今までの物語の設定を、アースシーの歴史に沿って説明してあるので、わかりやすかった。
これ、ゲドの物語だと思ってたけど違うのね。『アースシーの物語』だったのね……と思った。『ゲド戦記』というタイトルが紛らわしい。
世界設定が緻密だけど、あちこちの文化を入れてるなぁとわかるのが楽しいな。
少し前に『「アースシーの世界」にはキリスト教的な価値観がないのでは?』という議論を眺めた気がするけど。そうかなぁと思いつつ、キリスト教的な気がする部分がよくわからなかった。
禁欲の部分や女を魔女として下に見る価値観はキリスト教的では?と解説を読んでいて思った。もちろん、どの文化にも『禁欲』や『女は物を知らない』というような価値観はあるのだけど、日本にいるとそこまで露骨ではないどころか、寺なんて男同士ならOKみたいなのがあったじゃん……と思ってしまう。大奥も女同士があったらしいし。同姓しかいない場所はそれはそれで、そういう事になるんだよね。
でもロークでは『禁欲』を守りながら、同性愛……もしくは同性愛的行為が存在してないことになってるのキリスト教的な価値観からでは?と思ってしまう。たしか、墓所もそんな感じだったような。あれはテナーが知らなかったから書かれてないだけなのだろうか。魔女は女性同士でお盛んみたいな設定もキリスト教の価値観??みたいに感じてしまった。
キリスト教ってわかってないから、完全『イメージ』だけど。仏教とか神道みたいな日本にある価値観とはやっぱり違う気がする。
これで、ゲド戦記にある『魔法の学校』の話が分かった。ロークの学院が魔法の学校。
でも、今では魔法の学校って『ハリーポッター』が最強だよなぁと思う。あんなにわかりやすく楽しく面白く書いてある物語には勝てない気がする。
ロークの学院も魔法の学校だけど、地味なんだよな。様式の長なんて何してるのかわかんないよ……と思ってしまいそう。森の中の散歩は楽しそうだけど。
あと、ゲド戦記は『箒で空を飛ばない』ことがわかった。ゲド戦記では『鳥に姿を変えて空を飛ぶ』ただし、長時間、鳥になっていると人間に戻れなくなる。
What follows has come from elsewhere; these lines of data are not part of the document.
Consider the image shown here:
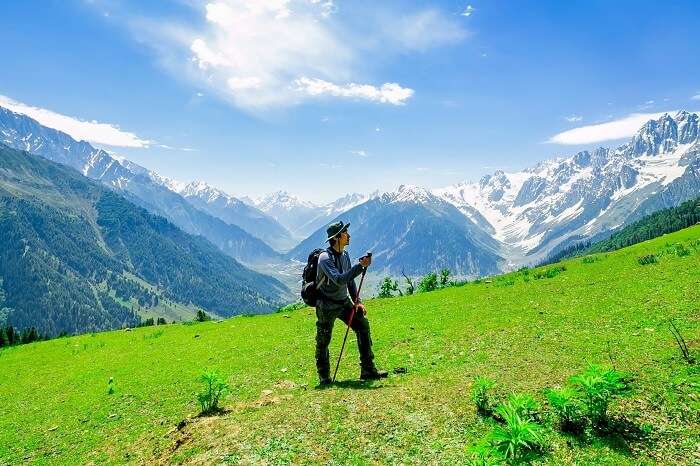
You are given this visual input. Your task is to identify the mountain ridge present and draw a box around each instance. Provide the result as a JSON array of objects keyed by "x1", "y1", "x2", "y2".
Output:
[
  {"x1": 0, "y1": 106, "x2": 286, "y2": 264},
  {"x1": 0, "y1": 143, "x2": 289, "y2": 335}
]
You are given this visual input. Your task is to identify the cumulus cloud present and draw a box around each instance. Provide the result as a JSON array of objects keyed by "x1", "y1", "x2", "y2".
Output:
[
  {"x1": 115, "y1": 1, "x2": 466, "y2": 111},
  {"x1": 564, "y1": 115, "x2": 583, "y2": 123},
  {"x1": 349, "y1": 149, "x2": 368, "y2": 157},
  {"x1": 692, "y1": 93, "x2": 700, "y2": 101},
  {"x1": 548, "y1": 111, "x2": 673, "y2": 145},
  {"x1": 295, "y1": 77, "x2": 413, "y2": 105},
  {"x1": 462, "y1": 5, "x2": 474, "y2": 17},
  {"x1": 0, "y1": 94, "x2": 151, "y2": 148}
]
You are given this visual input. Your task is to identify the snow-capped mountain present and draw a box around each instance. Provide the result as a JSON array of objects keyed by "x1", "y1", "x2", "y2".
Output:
[
  {"x1": 173, "y1": 180, "x2": 296, "y2": 252},
  {"x1": 434, "y1": 111, "x2": 700, "y2": 265},
  {"x1": 4, "y1": 101, "x2": 697, "y2": 278},
  {"x1": 0, "y1": 106, "x2": 284, "y2": 267},
  {"x1": 251, "y1": 190, "x2": 374, "y2": 238},
  {"x1": 288, "y1": 184, "x2": 503, "y2": 276}
]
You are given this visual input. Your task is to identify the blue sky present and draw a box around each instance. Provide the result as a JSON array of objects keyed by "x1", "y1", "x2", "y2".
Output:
[{"x1": 2, "y1": 0, "x2": 700, "y2": 203}]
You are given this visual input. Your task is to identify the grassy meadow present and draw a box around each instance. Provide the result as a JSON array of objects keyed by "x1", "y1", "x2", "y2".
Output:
[{"x1": 1, "y1": 226, "x2": 699, "y2": 464}]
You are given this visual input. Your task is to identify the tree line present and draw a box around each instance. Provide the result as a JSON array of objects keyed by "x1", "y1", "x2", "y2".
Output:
[{"x1": 541, "y1": 196, "x2": 700, "y2": 265}]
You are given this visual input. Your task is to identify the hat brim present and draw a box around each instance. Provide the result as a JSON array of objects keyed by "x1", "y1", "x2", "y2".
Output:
[{"x1": 326, "y1": 222, "x2": 350, "y2": 242}]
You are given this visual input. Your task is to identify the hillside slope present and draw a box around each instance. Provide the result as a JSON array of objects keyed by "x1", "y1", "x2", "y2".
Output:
[
  {"x1": 0, "y1": 144, "x2": 289, "y2": 335},
  {"x1": 0, "y1": 225, "x2": 698, "y2": 464}
]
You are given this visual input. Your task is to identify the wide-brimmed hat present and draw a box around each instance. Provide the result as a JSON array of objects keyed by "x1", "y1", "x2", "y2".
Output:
[{"x1": 326, "y1": 221, "x2": 350, "y2": 242}]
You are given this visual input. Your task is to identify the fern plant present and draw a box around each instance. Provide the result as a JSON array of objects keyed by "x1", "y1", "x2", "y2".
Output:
[
  {"x1": 545, "y1": 386, "x2": 585, "y2": 433},
  {"x1": 197, "y1": 370, "x2": 230, "y2": 415},
  {"x1": 472, "y1": 376, "x2": 496, "y2": 415},
  {"x1": 490, "y1": 402, "x2": 543, "y2": 463},
  {"x1": 465, "y1": 444, "x2": 504, "y2": 466},
  {"x1": 569, "y1": 365, "x2": 627, "y2": 427},
  {"x1": 506, "y1": 393, "x2": 541, "y2": 422}
]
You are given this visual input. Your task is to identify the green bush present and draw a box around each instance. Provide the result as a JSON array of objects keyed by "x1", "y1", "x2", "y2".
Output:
[
  {"x1": 197, "y1": 370, "x2": 230, "y2": 415},
  {"x1": 472, "y1": 376, "x2": 496, "y2": 415},
  {"x1": 274, "y1": 301, "x2": 306, "y2": 313},
  {"x1": 196, "y1": 310, "x2": 211, "y2": 322},
  {"x1": 636, "y1": 254, "x2": 658, "y2": 265},
  {"x1": 378, "y1": 277, "x2": 401, "y2": 298},
  {"x1": 674, "y1": 243, "x2": 691, "y2": 257},
  {"x1": 439, "y1": 269, "x2": 451, "y2": 287},
  {"x1": 506, "y1": 393, "x2": 541, "y2": 422},
  {"x1": 418, "y1": 272, "x2": 439, "y2": 292},
  {"x1": 490, "y1": 402, "x2": 544, "y2": 463},
  {"x1": 545, "y1": 386, "x2": 585, "y2": 433},
  {"x1": 569, "y1": 365, "x2": 627, "y2": 428},
  {"x1": 533, "y1": 265, "x2": 566, "y2": 279},
  {"x1": 581, "y1": 256, "x2": 598, "y2": 264}
]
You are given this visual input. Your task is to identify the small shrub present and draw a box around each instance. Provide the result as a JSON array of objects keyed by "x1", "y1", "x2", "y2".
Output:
[
  {"x1": 439, "y1": 269, "x2": 451, "y2": 287},
  {"x1": 196, "y1": 310, "x2": 211, "y2": 322},
  {"x1": 107, "y1": 377, "x2": 115, "y2": 395},
  {"x1": 465, "y1": 444, "x2": 503, "y2": 466},
  {"x1": 674, "y1": 243, "x2": 690, "y2": 257},
  {"x1": 156, "y1": 317, "x2": 167, "y2": 325},
  {"x1": 418, "y1": 272, "x2": 439, "y2": 293},
  {"x1": 197, "y1": 370, "x2": 230, "y2": 415},
  {"x1": 495, "y1": 277, "x2": 515, "y2": 287},
  {"x1": 506, "y1": 393, "x2": 541, "y2": 422},
  {"x1": 275, "y1": 301, "x2": 306, "y2": 313},
  {"x1": 581, "y1": 256, "x2": 598, "y2": 264},
  {"x1": 533, "y1": 265, "x2": 566, "y2": 279},
  {"x1": 490, "y1": 402, "x2": 544, "y2": 463},
  {"x1": 472, "y1": 376, "x2": 496, "y2": 415},
  {"x1": 636, "y1": 254, "x2": 658, "y2": 265},
  {"x1": 569, "y1": 365, "x2": 627, "y2": 428},
  {"x1": 545, "y1": 386, "x2": 585, "y2": 434},
  {"x1": 377, "y1": 277, "x2": 401, "y2": 298}
]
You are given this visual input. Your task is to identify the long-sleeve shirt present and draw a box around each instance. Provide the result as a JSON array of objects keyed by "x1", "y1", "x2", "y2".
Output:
[{"x1": 316, "y1": 247, "x2": 364, "y2": 304}]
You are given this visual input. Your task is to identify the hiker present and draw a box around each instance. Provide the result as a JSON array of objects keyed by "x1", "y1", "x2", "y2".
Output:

ゲド戦記の魔法はシビアで、簡単には使えない。特にロークの魔法使いは、気軽に魔法を使わない。まじない師や魔女たちの方が地味だけど生活に必須の魔法を使っている。そして彼らのおかげで飢餓がないとなってる。食料生産に必須の魔法。地味だけどすごい。そして、その魔法を使って『相手の土地を荒らして不作にする』みたいなことがないのもすごいなと。良い魔法も悪い魔法も使えるって、そういうことも出来ちゃうよね。ロークなんてやってくる船に対して風を送って島にたどり着けなくしてるし……一歩間違えたら、沈没して死ぬ羽目になるという、それいいのか??っていう魔法だけど。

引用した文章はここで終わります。